ALEXANDRIA, VA – Less than a year after the 1939 Library Sit-in was organized by Samuel Tucker Jr., African Americans could finally register for library cards. The Robert H. Robinson Library opened on April 24, 1940, at the corner of Wythe and N. Alfred Street.
“The rushed approval and quick construction of the [Robinson] Library satisfied the desire of the Alexandria Library Board of Directors and the City Council to maintain the Kate Waller Barrett Library as a whites-only institution,” the City said in a press release this morning.

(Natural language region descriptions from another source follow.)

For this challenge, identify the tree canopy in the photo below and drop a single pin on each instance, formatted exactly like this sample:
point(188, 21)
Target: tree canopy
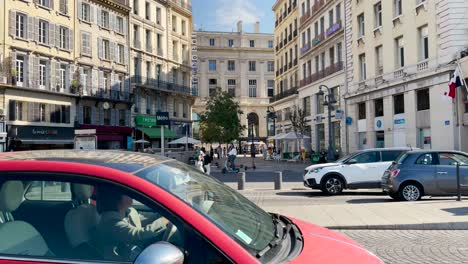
point(220, 122)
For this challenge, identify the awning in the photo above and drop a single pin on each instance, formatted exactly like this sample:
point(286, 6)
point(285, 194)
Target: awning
point(155, 133)
point(47, 141)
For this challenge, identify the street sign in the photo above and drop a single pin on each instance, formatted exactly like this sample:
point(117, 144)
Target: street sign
point(86, 142)
point(85, 132)
point(162, 119)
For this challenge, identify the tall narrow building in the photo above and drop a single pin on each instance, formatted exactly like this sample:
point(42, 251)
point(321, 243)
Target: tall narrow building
point(285, 97)
point(160, 41)
point(321, 69)
point(242, 64)
point(400, 57)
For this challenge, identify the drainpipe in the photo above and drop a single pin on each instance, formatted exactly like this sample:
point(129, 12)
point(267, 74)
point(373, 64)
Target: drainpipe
point(346, 75)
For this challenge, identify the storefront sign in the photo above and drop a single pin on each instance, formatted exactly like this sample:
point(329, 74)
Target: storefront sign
point(146, 121)
point(36, 132)
point(399, 121)
point(333, 29)
point(379, 124)
point(162, 118)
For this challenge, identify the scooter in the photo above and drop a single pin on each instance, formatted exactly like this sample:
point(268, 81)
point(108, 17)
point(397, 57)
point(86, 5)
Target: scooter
point(232, 168)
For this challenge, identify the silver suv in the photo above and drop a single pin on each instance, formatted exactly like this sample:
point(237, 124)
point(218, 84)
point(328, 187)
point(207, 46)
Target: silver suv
point(419, 173)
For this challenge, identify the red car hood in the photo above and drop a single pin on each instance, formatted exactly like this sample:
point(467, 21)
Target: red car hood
point(322, 245)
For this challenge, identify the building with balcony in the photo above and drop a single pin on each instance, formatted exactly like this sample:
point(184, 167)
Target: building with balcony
point(321, 34)
point(242, 64)
point(101, 79)
point(37, 100)
point(160, 43)
point(400, 57)
point(286, 34)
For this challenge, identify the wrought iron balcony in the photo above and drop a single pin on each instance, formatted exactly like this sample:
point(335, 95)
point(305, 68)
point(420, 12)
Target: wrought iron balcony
point(284, 94)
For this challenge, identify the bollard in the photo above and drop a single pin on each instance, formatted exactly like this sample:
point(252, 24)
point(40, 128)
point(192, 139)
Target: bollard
point(278, 180)
point(241, 181)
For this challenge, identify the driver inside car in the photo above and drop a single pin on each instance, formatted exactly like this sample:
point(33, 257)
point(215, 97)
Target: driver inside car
point(122, 232)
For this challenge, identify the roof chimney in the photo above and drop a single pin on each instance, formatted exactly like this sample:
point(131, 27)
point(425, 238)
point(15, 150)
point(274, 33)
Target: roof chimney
point(239, 26)
point(257, 27)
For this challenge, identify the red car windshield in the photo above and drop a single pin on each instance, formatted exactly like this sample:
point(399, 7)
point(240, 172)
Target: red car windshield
point(252, 227)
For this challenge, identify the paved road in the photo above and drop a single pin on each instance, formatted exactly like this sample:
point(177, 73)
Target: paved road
point(415, 247)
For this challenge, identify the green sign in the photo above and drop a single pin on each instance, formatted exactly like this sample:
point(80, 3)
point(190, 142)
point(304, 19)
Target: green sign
point(147, 121)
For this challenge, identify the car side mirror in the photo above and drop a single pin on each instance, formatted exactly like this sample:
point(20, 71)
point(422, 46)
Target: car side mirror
point(161, 253)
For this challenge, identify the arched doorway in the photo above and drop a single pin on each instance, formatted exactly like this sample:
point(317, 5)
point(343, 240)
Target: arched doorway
point(253, 125)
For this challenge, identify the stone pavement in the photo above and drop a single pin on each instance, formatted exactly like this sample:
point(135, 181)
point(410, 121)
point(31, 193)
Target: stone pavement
point(364, 210)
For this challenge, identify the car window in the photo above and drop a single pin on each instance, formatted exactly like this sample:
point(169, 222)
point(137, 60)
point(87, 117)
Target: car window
point(452, 159)
point(368, 157)
point(116, 227)
point(425, 159)
point(390, 155)
point(48, 191)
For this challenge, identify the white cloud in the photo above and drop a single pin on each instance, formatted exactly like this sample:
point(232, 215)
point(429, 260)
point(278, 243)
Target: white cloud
point(229, 12)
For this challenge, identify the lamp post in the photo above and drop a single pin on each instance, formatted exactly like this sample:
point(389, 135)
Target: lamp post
point(271, 115)
point(329, 101)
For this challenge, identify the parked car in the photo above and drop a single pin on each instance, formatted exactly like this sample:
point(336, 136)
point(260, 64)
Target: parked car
point(360, 170)
point(419, 173)
point(80, 206)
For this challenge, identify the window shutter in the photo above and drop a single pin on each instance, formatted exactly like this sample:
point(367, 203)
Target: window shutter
point(71, 39)
point(98, 16)
point(125, 55)
point(125, 28)
point(113, 117)
point(91, 13)
point(36, 29)
point(101, 116)
point(111, 50)
point(127, 117)
point(57, 36)
point(13, 60)
point(51, 34)
point(79, 7)
point(12, 25)
point(101, 80)
point(30, 28)
point(99, 48)
point(56, 82)
point(95, 79)
point(80, 114)
point(71, 76)
point(94, 116)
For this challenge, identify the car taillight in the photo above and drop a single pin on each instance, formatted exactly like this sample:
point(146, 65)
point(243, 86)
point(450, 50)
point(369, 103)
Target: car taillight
point(395, 172)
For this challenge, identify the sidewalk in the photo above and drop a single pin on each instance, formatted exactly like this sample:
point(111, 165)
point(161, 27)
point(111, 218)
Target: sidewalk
point(370, 212)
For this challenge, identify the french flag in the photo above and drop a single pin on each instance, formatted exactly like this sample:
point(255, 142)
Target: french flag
point(454, 83)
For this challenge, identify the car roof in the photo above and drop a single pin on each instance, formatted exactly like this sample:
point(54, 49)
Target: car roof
point(384, 149)
point(120, 160)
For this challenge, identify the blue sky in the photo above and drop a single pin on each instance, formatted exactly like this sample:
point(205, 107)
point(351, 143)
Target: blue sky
point(222, 15)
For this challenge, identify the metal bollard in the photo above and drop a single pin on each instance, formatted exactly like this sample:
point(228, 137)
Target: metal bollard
point(241, 181)
point(278, 180)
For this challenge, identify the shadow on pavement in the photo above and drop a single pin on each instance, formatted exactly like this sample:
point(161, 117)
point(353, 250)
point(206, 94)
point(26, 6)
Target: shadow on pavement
point(461, 211)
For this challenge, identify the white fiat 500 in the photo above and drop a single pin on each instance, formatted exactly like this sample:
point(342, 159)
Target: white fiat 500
point(360, 170)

#FactCheckFriday The building at SW corner of Wythe + N. Alfred – museum, library, or both? Constructed after 1939 Alexandria library sit-in, this building first opened as the Robert H. Robinson Library. For more info: https://t.co/juvHnTIVEV #HistoricALX2U #MuseumFromHome pic.twitter.com/F2hqwqz3PT
— Historic Alexandria (@HistoricAlexVA) April 24, 2020
“The fact that 600 African American Alexandrians obtained library cards in the first year of its operation is a testament to its role in our community. The majority of these early patrons were children.”
Separate But Unequal
While the facilities and resources were separate and unequal to those at the whites-only branch, this place of learning was important to Alexandria’s African American community.
It offered story hours for kids, an adult reading club, and a gathering space. Over time, the Alexandria Library system was quietly and gradually integrated. First, in 1959 for adults and high school students, then in July 1962, it integrated fully.
Immediately following the full integration of the libraries, the Robert Robinson Library operated as Alexandria’s Bookmobile Station. It later served as the Alexandria Black History Resource Center between 1983 and 2004.